The researchers presented findings from 2 retrospective cohorts of coinfected patients, one with liver disease stage determined by traditional biopsies (n=317), the other estimated using liver stiffness measurements, or FibroScan (n=575). In both cohorts most participants were men, about 85% had a history of injection drug use, the median age was about 43 years, and about 60% had HCV genotype 1. At baseline the median CD4 T-cell count was 450 cells/mm3, most were on antiretroviral therapy, and a majority had suppressed HIV viral load. While 45% had previously been treated for hepatitis C, about 40% were prior null responders. In the biopsy cohort, 47% had advanced fibrosis (Metavir stage F3) and 53% had cirrhosis (stage F4). In the FibroScan cohort, the median liver stiffness was 15.4 kiloPascals (kPa).

Results

  • In the biopsy cohort, the incidence of decompensation was 1.4 per 100 person-years for people with stage F3 fibrosis and 3.1 per 100 person-years for those with stage F4 cirrhosis.
  • Among patients with F3 fibrosis, the probability of decompensation was 1% at 1 year, 2% at 3 years, and 5% at 5 years.
  • Among patients with cirrhosis, the corresponding probabilities were 4%, 13%, and 23%.
  • In the FibroScan cohort, the incidence of decompensation was 0.9 per 100 person-years for people with liver stiffness measurements of 9.5-14.5 kPa and 4.0 per 100 person-years for those with >14.6 kPa.
  • Among patients with 9.5-14.5 kPa, the probability of decompensation was 1% at 1 year, 3% at 3 years, and 4% at 5 years.
  • Among patients with >14.6 kPa, the probabilities were 7%, 17%, and 27%, respectively.
  • In a multivariate analysis of the biopsy cohort, having stage F4 cirrhosis vs F3 fibrosis was the only significant predictor of decompensation.
  • In the FibroScan cohort, both low platelet count and liver stiffness above the 14.6 kPa cutoff predicted decompensation.
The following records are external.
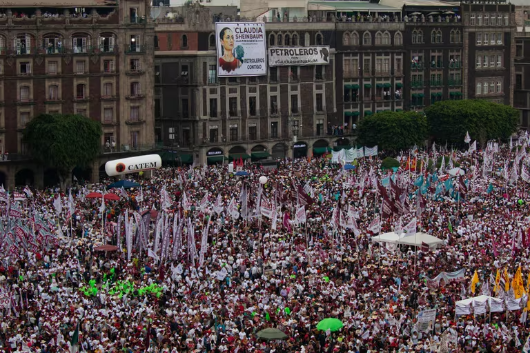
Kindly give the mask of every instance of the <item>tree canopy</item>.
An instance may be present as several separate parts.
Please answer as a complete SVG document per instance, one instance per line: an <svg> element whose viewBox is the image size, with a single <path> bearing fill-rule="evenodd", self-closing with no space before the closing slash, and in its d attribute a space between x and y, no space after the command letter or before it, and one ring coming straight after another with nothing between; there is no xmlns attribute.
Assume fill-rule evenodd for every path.
<svg viewBox="0 0 530 353"><path fill-rule="evenodd" d="M519 111L509 105L483 99L442 101L425 110L431 137L440 143L464 145L469 132L472 139L508 139L519 124Z"/></svg>
<svg viewBox="0 0 530 353"><path fill-rule="evenodd" d="M26 125L31 155L66 180L72 169L90 164L101 150L101 124L81 115L42 114Z"/></svg>
<svg viewBox="0 0 530 353"><path fill-rule="evenodd" d="M399 151L424 143L427 121L417 112L382 112L361 120L357 131L362 145Z"/></svg>

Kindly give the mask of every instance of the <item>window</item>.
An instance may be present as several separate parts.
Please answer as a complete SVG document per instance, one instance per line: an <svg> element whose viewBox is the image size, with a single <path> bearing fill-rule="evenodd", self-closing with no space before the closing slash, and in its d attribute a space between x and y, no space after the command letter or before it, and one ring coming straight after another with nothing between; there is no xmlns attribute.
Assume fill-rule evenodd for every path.
<svg viewBox="0 0 530 353"><path fill-rule="evenodd" d="M315 79L322 80L324 79L324 74L322 72L324 66L322 65L317 65L315 66Z"/></svg>
<svg viewBox="0 0 530 353"><path fill-rule="evenodd" d="M237 124L231 124L230 125L230 142L237 141Z"/></svg>
<svg viewBox="0 0 530 353"><path fill-rule="evenodd" d="M390 46L390 33L388 32L383 33L383 46Z"/></svg>
<svg viewBox="0 0 530 353"><path fill-rule="evenodd" d="M103 122L110 123L112 122L112 108L106 108L103 110Z"/></svg>
<svg viewBox="0 0 530 353"><path fill-rule="evenodd" d="M20 88L20 100L23 102L27 102L30 100L30 88L27 85Z"/></svg>
<svg viewBox="0 0 530 353"><path fill-rule="evenodd" d="M20 113L20 125L22 127L26 127L28 123L30 122L30 113L27 112Z"/></svg>
<svg viewBox="0 0 530 353"><path fill-rule="evenodd" d="M380 46L383 43L383 34L380 32L375 33L375 45Z"/></svg>
<svg viewBox="0 0 530 353"><path fill-rule="evenodd" d="M84 61L81 61L84 63ZM105 72L114 72L114 60L104 60L103 69ZM81 73L81 72L79 72Z"/></svg>
<svg viewBox="0 0 530 353"><path fill-rule="evenodd" d="M251 117L255 117L256 114L256 97L248 97L248 115Z"/></svg>
<svg viewBox="0 0 530 353"><path fill-rule="evenodd" d="M317 46L322 46L322 34L320 33L317 33L317 37L315 37L317 41Z"/></svg>
<svg viewBox="0 0 530 353"><path fill-rule="evenodd" d="M317 93L316 103L317 112L324 112L324 102L322 93Z"/></svg>
<svg viewBox="0 0 530 353"><path fill-rule="evenodd" d="M131 121L138 121L140 120L140 107L130 107L129 120Z"/></svg>
<svg viewBox="0 0 530 353"><path fill-rule="evenodd" d="M248 126L248 139L257 139L257 127L256 126L256 124L251 125Z"/></svg>
<svg viewBox="0 0 530 353"><path fill-rule="evenodd" d="M293 121L293 136L299 136L298 131L300 128L300 121L298 120Z"/></svg>
<svg viewBox="0 0 530 353"><path fill-rule="evenodd" d="M48 74L57 74L57 62L48 61Z"/></svg>
<svg viewBox="0 0 530 353"><path fill-rule="evenodd" d="M104 83L103 85L103 97L112 97L112 84Z"/></svg>
<svg viewBox="0 0 530 353"><path fill-rule="evenodd" d="M418 36L416 36L416 40L418 40ZM403 34L400 32L397 32L394 35L394 45L402 46L403 45Z"/></svg>
<svg viewBox="0 0 530 353"><path fill-rule="evenodd" d="M324 134L324 119L317 119L317 136L322 136Z"/></svg>
<svg viewBox="0 0 530 353"><path fill-rule="evenodd" d="M217 117L217 98L210 99L210 118Z"/></svg>
<svg viewBox="0 0 530 353"><path fill-rule="evenodd" d="M129 61L129 68L130 68L130 70L133 72L139 71L141 68L140 67L140 59L131 59Z"/></svg>
<svg viewBox="0 0 530 353"><path fill-rule="evenodd" d="M214 143L217 142L219 139L219 128L217 125L215 125L210 127L210 143Z"/></svg>
<svg viewBox="0 0 530 353"><path fill-rule="evenodd" d="M271 114L278 114L278 96L271 96Z"/></svg>
<svg viewBox="0 0 530 353"><path fill-rule="evenodd" d="M77 61L75 62L75 73L76 74L85 73L85 61Z"/></svg>
<svg viewBox="0 0 530 353"><path fill-rule="evenodd" d="M273 121L271 123L271 138L278 138L278 123L277 121Z"/></svg>
<svg viewBox="0 0 530 353"><path fill-rule="evenodd" d="M215 65L210 65L208 70L208 83L215 84L217 83L217 68Z"/></svg>
<svg viewBox="0 0 530 353"><path fill-rule="evenodd" d="M20 74L28 75L31 74L31 63L29 61L23 61L20 63Z"/></svg>
<svg viewBox="0 0 530 353"><path fill-rule="evenodd" d="M298 94L291 95L291 112L298 114Z"/></svg>
<svg viewBox="0 0 530 353"><path fill-rule="evenodd" d="M139 96L140 94L141 94L140 83L131 82L130 83L130 95L132 97L135 97L135 96Z"/></svg>
<svg viewBox="0 0 530 353"><path fill-rule="evenodd" d="M269 68L269 77L268 80L271 82L278 81L278 68Z"/></svg>
<svg viewBox="0 0 530 353"><path fill-rule="evenodd" d="M365 32L362 35L362 45L363 46L371 46L372 45L372 36L370 32Z"/></svg>
<svg viewBox="0 0 530 353"><path fill-rule="evenodd" d="M85 85L79 83L75 86L75 97L77 99L85 99Z"/></svg>
<svg viewBox="0 0 530 353"><path fill-rule="evenodd" d="M59 99L59 87L57 85L50 85L48 90L48 99L50 101Z"/></svg>
<svg viewBox="0 0 530 353"><path fill-rule="evenodd" d="M228 98L228 113L230 117L237 117L237 98Z"/></svg>

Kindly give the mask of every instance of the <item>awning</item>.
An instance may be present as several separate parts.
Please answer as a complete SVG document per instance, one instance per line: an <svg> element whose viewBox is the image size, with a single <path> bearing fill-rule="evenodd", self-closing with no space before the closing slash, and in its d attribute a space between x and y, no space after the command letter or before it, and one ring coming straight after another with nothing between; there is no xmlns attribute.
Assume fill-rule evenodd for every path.
<svg viewBox="0 0 530 353"><path fill-rule="evenodd" d="M267 151L253 152L251 154L252 155L252 158L267 158L271 157L271 154Z"/></svg>
<svg viewBox="0 0 530 353"><path fill-rule="evenodd" d="M224 156L213 156L211 157L208 157L208 163L222 162L223 160L225 159L226 157L224 157Z"/></svg>
<svg viewBox="0 0 530 353"><path fill-rule="evenodd" d="M248 159L251 156L246 153L234 153L233 154L228 154L228 159L230 161L237 161L237 159Z"/></svg>
<svg viewBox="0 0 530 353"><path fill-rule="evenodd" d="M313 152L317 154L324 154L326 152L331 152L331 148L328 147L313 147Z"/></svg>

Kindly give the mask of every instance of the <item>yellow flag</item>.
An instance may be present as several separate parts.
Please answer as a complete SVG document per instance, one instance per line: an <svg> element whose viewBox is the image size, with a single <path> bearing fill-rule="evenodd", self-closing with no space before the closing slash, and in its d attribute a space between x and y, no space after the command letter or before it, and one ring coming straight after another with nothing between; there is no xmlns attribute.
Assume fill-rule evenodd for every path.
<svg viewBox="0 0 530 353"><path fill-rule="evenodd" d="M529 275L530 276L530 275ZM529 277L530 278L530 276ZM497 269L497 275L495 276L495 287L493 287L493 292L495 293L499 290L499 282L500 281L500 271Z"/></svg>
<svg viewBox="0 0 530 353"><path fill-rule="evenodd" d="M475 274L473 275L473 278L471 279L471 293L473 294L475 294L475 286L477 285L477 283L478 283L478 274L477 273L477 270L475 270Z"/></svg>

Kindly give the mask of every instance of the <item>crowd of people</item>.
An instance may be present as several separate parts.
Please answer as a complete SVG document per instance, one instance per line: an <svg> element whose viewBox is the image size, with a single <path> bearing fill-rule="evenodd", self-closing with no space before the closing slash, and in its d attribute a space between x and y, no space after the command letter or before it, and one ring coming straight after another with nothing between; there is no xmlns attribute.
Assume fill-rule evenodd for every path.
<svg viewBox="0 0 530 353"><path fill-rule="evenodd" d="M140 186L128 190L106 191L106 180L66 191L26 188L28 199L19 202L12 193L2 202L0 236L11 232L21 246L14 253L4 239L0 248L0 350L519 352L529 336L525 305L455 313L463 299L510 295L498 289L498 270L506 270L509 283L520 267L524 279L530 274L527 242L520 240L530 216L526 182L504 170L526 165L516 156L528 139L514 145L414 150L391 156L402 161L393 169L382 168L380 152L347 170L328 157L279 161L273 170L247 163L237 166L248 173L241 176L226 165L164 167L150 177L135 175ZM484 154L494 155L491 170ZM447 174L458 166L465 193ZM390 215L382 209L384 189L391 194L387 178L404 195L402 211ZM101 199L87 197L92 192L119 200L102 207ZM14 204L21 210L16 222ZM302 205L305 216L297 212ZM418 232L443 243L390 248L372 241L413 217ZM13 225L20 223L28 239L49 228L55 242L23 246ZM118 250L99 251L104 244ZM440 272L462 269L459 281L431 285ZM431 309L435 320L419 325L418 314ZM317 330L326 318L342 328ZM260 339L268 327L287 338Z"/></svg>

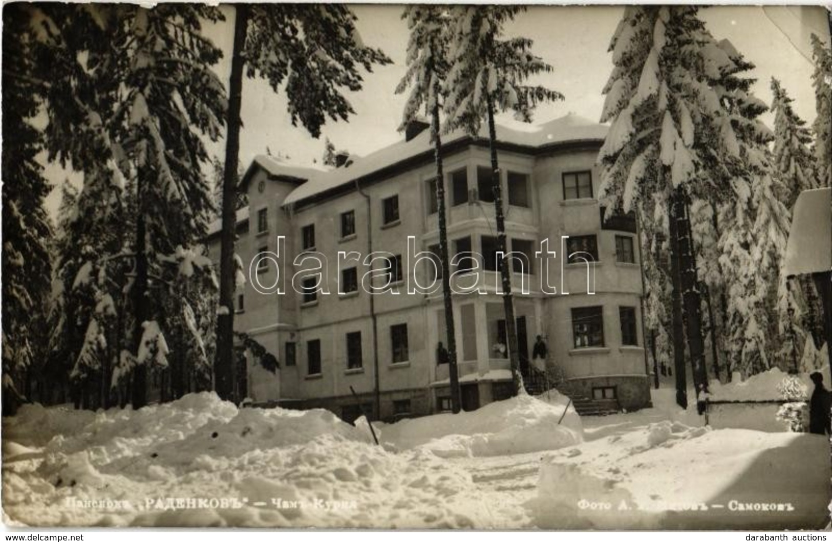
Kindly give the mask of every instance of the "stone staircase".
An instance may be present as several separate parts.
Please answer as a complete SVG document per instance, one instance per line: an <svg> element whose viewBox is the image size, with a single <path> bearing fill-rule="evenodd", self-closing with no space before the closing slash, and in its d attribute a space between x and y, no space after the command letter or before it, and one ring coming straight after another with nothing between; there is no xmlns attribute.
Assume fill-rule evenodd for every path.
<svg viewBox="0 0 832 542"><path fill-rule="evenodd" d="M578 416L608 416L621 411L618 402L615 399L572 397L572 406Z"/></svg>
<svg viewBox="0 0 832 542"><path fill-rule="evenodd" d="M523 375L523 387L529 395L540 395L552 389L555 385L545 372L529 366L527 373ZM572 397L572 405L579 416L607 416L621 411L621 406L616 399L591 399L573 395L568 390L558 391Z"/></svg>

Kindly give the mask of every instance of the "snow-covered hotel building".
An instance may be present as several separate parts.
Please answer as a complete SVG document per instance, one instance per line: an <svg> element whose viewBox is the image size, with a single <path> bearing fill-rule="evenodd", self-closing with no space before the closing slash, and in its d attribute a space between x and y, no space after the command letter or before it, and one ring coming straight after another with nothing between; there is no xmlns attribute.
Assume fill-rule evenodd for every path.
<svg viewBox="0 0 832 542"><path fill-rule="evenodd" d="M241 189L249 207L238 214L236 245L248 280L237 293L235 328L274 354L280 368L270 372L249 357L237 372L240 397L325 407L347 420L357 417L359 405L372 411L377 390L381 419L449 409L448 364L438 353L446 342L441 283L433 292L408 293L414 280L429 285L434 278L428 259L415 263L414 253L438 244L433 150L424 127L414 123L401 141L367 156L341 156L330 170L269 156L248 168ZM498 126L498 149L508 249L531 262L512 262L521 357L531 358L542 335L549 372L562 378L558 389L614 398L631 410L650 397L640 255L635 220L602 224L594 199L606 131L573 115L527 128ZM449 251L476 257L462 259L452 275L463 406L471 410L511 389L509 362L500 352L504 313L496 290L488 142L452 134L443 143ZM208 247L218 261L217 229ZM579 256L564 262L564 249L592 254L594 274ZM258 262L265 252L271 259ZM379 270L389 260L379 256L374 279L365 276L365 259L379 252L394 269L390 276ZM302 270L321 260L323 280L306 277ZM392 290L369 293L388 280ZM275 282L283 292L270 293ZM315 284L328 293L295 292Z"/></svg>

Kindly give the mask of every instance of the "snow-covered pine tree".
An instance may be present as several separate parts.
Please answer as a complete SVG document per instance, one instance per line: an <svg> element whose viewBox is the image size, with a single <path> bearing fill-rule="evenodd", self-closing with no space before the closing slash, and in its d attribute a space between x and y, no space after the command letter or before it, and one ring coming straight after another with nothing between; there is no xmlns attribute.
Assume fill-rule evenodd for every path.
<svg viewBox="0 0 832 542"><path fill-rule="evenodd" d="M50 77L47 135L52 156L84 171L91 184L124 190L122 179L131 180L133 353L119 356L114 372L131 372L131 402L138 408L146 400L142 361L161 361L157 354L166 349L154 320L160 303L151 294L167 286L158 280L158 257L196 244L211 209L201 138L219 136L225 104L222 84L210 69L220 52L199 32L201 21L216 21L220 12L185 4L37 9L44 29L38 65L50 71L38 75ZM106 209L97 212L106 214ZM153 351L145 339L156 329L156 353L138 355Z"/></svg>
<svg viewBox="0 0 832 542"><path fill-rule="evenodd" d="M812 134L805 121L792 108L794 101L775 77L771 78L771 92L774 95L771 111L775 114L774 164L787 190L783 202L791 209L801 191L817 188L815 159L810 150Z"/></svg>
<svg viewBox="0 0 832 542"><path fill-rule="evenodd" d="M439 265L442 266L442 293L445 310L445 340L451 385L451 407L454 413L461 408L459 377L457 370L457 342L453 322L453 303L450 285L451 268L448 245L448 218L445 205L445 183L442 164L442 136L439 112L443 107L443 84L448 74L447 27L451 22L448 8L438 5L411 5L404 8L407 20L408 69L396 87L396 93L412 87L404 105L399 131L415 121L421 111L430 118L430 138L433 144L436 165L436 212L439 229ZM329 140L327 140L329 142Z"/></svg>
<svg viewBox="0 0 832 542"><path fill-rule="evenodd" d="M512 111L515 118L532 121L532 113L542 101L562 100L557 91L528 85L532 76L552 71L532 51L527 37L504 38L504 27L524 8L521 6L456 6L452 8L448 69L444 81L446 131L461 128L479 137L483 119L488 129L492 192L497 229L497 250L507 254L503 189L497 155L494 116ZM521 386L518 338L512 301L508 259L500 259L506 336L511 359L514 393Z"/></svg>
<svg viewBox="0 0 832 542"><path fill-rule="evenodd" d="M315 62L310 62L310 58ZM240 155L240 111L244 71L283 90L292 124L300 121L318 137L327 117L346 120L353 112L344 90L361 89L360 69L389 64L380 50L365 47L355 29L355 16L339 4L237 4L229 81L225 167L222 184L222 234L220 250L220 306L214 363L216 392L231 398L234 367L234 261ZM376 397L376 412L379 411Z"/></svg>
<svg viewBox="0 0 832 542"><path fill-rule="evenodd" d="M32 69L28 10L3 7L2 32L2 370L3 414L13 414L13 392L28 394L28 370L45 359L52 228L43 208L49 184L35 156L42 136L31 124L42 91ZM5 409L8 408L9 411Z"/></svg>
<svg viewBox="0 0 832 542"><path fill-rule="evenodd" d="M775 352L796 347L785 336L789 328L791 291L780 273L790 228L789 209L781 199L788 190L772 165L771 131L759 116L768 107L750 91L754 68L727 40L712 49L708 67L712 86L730 116L742 160L739 175L729 179L736 201L714 203L721 228L719 272L727 288L724 333L731 372L748 376L786 360ZM794 358L794 355L788 356Z"/></svg>
<svg viewBox="0 0 832 542"><path fill-rule="evenodd" d="M815 73L815 159L818 186L832 186L832 50L812 34Z"/></svg>
<svg viewBox="0 0 832 542"><path fill-rule="evenodd" d="M160 296L159 319L164 323L171 382L170 398L210 389L219 284L213 263L201 249L176 247L161 256L161 278L170 286Z"/></svg>
<svg viewBox="0 0 832 542"><path fill-rule="evenodd" d="M646 215L641 202L656 195L663 200L656 204L670 209L671 259L680 273L674 289L683 299L697 391L707 387L707 372L688 209L693 200L726 194L725 172L740 164L734 128L706 73L712 59L704 46L712 42L696 7L626 9L611 43L614 67L602 121L612 125L599 155L599 197L607 213L622 207ZM684 389L677 390L677 401L686 403Z"/></svg>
"As in patients with cirrhosis, immediate therapy against HCV is warranted for patients with pre-cirrhosis and HIV coinfection, as they are at risk of liver decompensations soon after the diagnosis of advanced fibrosis," the investigators advised.

5/15/13

Reference

J Macias, A Camacho, MA von Wichmann, et al. Advanced fibrosis and the risk of liver decompensation among HIV/HCV-coinfected individuals: consequences for the timing of therapy against HCV. 48th Annual Meeting of the European Association for the Study of the Liver (EASL 2013). Amsterdam. April 24-28, 2013. Abstract 474.